Юрик пересел на свою кровать, завздыхал.

– Валюта – это бабочка, – я продолжил давить на наседку, – 88‑я статья. Что тебе там следак, интересно, обещает? Двадцатку?

– Да у меня ничего интересного, – еще больше занервничал Айзеншпис. – Лучше ты расскажи, с кем родине изменил?

Угу, теперь мне все окончательно ясно. Но сил разбираться с этим подсадным не было, меня снова прилично знобило. И я лег обратно на кровать, придал своему голосу побольше трагизма.

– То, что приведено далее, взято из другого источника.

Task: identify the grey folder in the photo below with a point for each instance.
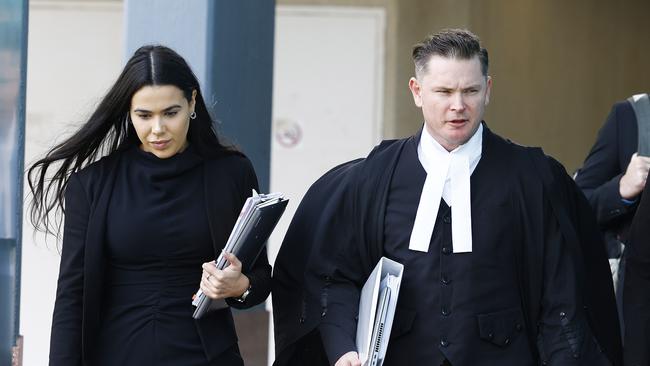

– Меня цэрэушники вербанули, когда я в Монте-Карло казенные деньги проиграл в рулетку.

– Да ладно?! – «Продюсер» открыл рот, уставился на меня. – А что обещали?

– С Мэрилин Монро свести. Нравится она мне. Можно даже сказать влюблен. – Я сонно зевнул, вытер пот со лба. Достал уже, скорее бы ужин.

– Не может быть! Она же погибла два года назад?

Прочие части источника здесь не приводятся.